Le magasin de l’Amitié est mort la semaine passée à Pékin. Depuis plus de deux semaines, le grand magasin socialiste de 4 étages était fermé « pour rénovation ». Et puis soudain, la moitié des 800 employés, les femmes de plus de 36 ans et les hommes de plus de 45 (tous ayant plus de 10 ans d’ancienneté) reçurent leur lettre de licenciement. Les plus âgés ont droit à la retraite anticipée. Les autres se voient promettre 500Y /mois de chômage, et trois offres de réemploi au sein du réseau des propriétaires, grandes entreprises publiques comprenant le groupe Xiyou et le grand magasin de Xidan. Parmi ceux-ci, 200 ont osé manifester le 1/07, chantant des hymnes socialistes – 3 journalistes étrangers se sont fait « arrêter », comme dans le bon vieux temps !
Et pourtant, cette fermeture était logique et inéluctable. Le « youyi » 友谊 avait été créé 40 ans plus tôt à l’image soviétique, afin de distribuer à une élite étrangère ou des apparatchik, des petits volumes de biens rares et chers. Jusqu’à l’aube des années ’90, c’était le seul endroit en ville où trouver beurre, caviar, mais aussi poisson, fruits et légumes. On réglait ses emplettes dans une monnaie spéciale pour étrangers, qui alimentait un très vif marché noir et n’avait cours nulle part ailleurs, le « FEC ». Le magasin était militairement gardé, moins pour protéger la sécurité des acheteurs, que pour interdire l’accès à ces produits de luxe, hormis aux ayants droit. La vocation du lieu était donc politique, plus qu’économique – d’où son nom. Ce qui explique la consternation du personnel, depuis toujours coopté pour sa loyauté envers le socialisme.
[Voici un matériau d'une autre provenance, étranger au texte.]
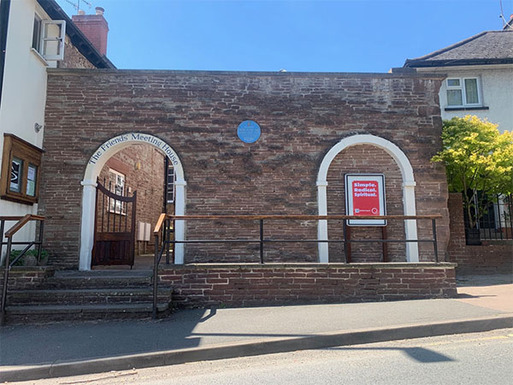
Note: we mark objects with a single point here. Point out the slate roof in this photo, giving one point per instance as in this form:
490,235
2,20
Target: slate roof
490,47
77,37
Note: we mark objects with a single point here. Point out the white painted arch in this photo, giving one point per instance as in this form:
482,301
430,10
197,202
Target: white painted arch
412,250
93,169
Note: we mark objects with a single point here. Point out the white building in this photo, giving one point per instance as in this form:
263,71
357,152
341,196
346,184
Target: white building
479,76
34,35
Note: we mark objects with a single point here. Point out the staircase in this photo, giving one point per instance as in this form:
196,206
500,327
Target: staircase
90,295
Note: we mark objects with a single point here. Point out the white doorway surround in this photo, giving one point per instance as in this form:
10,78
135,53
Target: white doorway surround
408,186
93,169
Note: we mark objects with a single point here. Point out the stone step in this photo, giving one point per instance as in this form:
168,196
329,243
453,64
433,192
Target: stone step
98,279
50,313
87,296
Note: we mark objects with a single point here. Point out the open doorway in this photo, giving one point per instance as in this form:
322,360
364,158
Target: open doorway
133,162
134,187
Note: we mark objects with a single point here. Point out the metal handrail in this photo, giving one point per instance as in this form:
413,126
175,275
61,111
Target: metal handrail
166,218
21,222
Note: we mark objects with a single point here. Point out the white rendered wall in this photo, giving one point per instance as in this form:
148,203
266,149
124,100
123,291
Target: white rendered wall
496,93
23,94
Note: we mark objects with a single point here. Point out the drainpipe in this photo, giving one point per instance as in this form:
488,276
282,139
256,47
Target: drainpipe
5,6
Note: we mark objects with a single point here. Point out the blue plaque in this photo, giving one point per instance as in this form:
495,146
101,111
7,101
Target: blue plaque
248,131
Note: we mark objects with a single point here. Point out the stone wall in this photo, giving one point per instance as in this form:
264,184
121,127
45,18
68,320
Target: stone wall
24,277
302,116
276,284
489,257
73,58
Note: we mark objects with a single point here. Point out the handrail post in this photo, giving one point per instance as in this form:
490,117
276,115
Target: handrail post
262,241
155,276
435,243
6,278
2,227
167,236
40,241
346,242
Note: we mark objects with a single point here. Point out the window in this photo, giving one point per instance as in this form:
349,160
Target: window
48,38
170,183
20,170
462,92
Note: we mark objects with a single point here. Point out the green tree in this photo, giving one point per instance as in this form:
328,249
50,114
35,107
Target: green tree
478,160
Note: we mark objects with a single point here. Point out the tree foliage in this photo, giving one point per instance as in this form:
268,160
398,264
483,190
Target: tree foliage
478,160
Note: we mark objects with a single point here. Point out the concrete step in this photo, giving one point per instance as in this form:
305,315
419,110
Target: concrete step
87,296
16,314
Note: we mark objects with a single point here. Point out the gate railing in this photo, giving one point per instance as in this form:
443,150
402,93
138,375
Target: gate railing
163,240
21,222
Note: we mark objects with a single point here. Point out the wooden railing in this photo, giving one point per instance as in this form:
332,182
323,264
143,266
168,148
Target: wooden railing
21,222
163,239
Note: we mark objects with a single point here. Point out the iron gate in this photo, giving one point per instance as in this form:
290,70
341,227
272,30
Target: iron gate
114,235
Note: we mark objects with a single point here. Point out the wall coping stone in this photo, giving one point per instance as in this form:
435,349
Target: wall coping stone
130,72
319,266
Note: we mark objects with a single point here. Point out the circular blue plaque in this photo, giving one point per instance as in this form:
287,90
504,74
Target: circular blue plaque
248,131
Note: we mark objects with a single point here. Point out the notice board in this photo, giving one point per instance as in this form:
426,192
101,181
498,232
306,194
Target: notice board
365,196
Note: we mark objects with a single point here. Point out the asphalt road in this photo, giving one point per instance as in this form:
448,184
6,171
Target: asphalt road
469,359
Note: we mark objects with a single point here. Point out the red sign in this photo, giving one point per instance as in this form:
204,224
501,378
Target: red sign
365,197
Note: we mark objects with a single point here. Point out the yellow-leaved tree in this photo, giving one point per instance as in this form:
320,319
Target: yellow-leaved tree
479,162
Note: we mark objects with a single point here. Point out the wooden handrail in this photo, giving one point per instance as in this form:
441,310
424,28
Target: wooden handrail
298,217
22,222
160,221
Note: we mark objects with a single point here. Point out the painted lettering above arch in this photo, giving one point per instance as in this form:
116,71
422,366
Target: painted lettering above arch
134,137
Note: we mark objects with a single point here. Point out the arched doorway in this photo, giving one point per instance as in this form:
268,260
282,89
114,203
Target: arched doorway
408,190
94,166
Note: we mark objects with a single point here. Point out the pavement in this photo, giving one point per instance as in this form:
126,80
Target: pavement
29,352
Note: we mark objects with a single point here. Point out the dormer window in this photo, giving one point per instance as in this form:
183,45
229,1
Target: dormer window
48,38
463,92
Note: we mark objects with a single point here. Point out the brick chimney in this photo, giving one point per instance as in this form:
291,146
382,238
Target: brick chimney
95,27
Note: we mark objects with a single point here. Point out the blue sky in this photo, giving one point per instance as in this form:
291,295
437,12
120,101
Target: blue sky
300,35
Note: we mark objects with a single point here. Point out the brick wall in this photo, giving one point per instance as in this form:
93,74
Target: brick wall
73,58
275,284
489,257
302,116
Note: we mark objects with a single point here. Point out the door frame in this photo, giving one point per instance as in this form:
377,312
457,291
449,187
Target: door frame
94,166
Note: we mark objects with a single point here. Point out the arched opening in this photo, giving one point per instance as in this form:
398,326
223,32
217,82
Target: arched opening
408,189
104,161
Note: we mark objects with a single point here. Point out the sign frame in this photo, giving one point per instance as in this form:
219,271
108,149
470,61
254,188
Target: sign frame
377,180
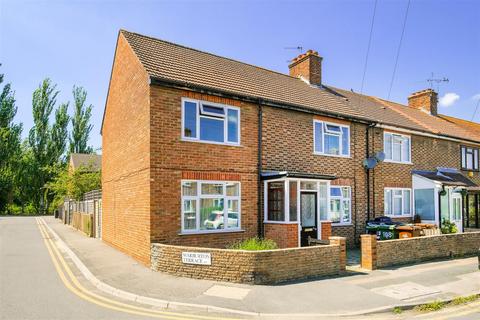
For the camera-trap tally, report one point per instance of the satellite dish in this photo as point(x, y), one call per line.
point(370, 163)
point(380, 156)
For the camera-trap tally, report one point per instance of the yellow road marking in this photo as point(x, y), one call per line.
point(123, 307)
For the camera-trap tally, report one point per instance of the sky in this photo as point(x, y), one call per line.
point(73, 43)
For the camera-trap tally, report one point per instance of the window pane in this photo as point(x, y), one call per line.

Le magasin avait été rattrapé par une concurrence toujours plus âpre, rognant jour après jour sur son originalité, et vendant moins cher que lui. Il survivait depuis des ans par le marché captif de bus d’étrangers venant acheter des colifichets. En 2002, son profit était de 4% – en comptant l’hébergement de surfaces à des fast food comme Pizza Hut. Le SRAS vint achever l’Amitié, épongeant 80% des ventes durant 2 mois.
Les propriétaires annoncèrent d’abord la fermeture pure et simple puis, après la manif, un sursis de quelques mois pour le rez-de-chaussée. Mais le personnel voit déjà l’édifice rasé et reconstruit dans du béton plus rentable : le site est « idéal », central et sur deux lignes de métro.
C’est ainsi que le même jour voit le 82. anniversaire du PCC, la fermeture de l’Amitié et, dans les rues, les pub pour des films yankee tels « le Seigneur des anneaux » ou « Matrix2 » : signe aveuglant de changement de boussole vers un « Nord » toujours plus américain!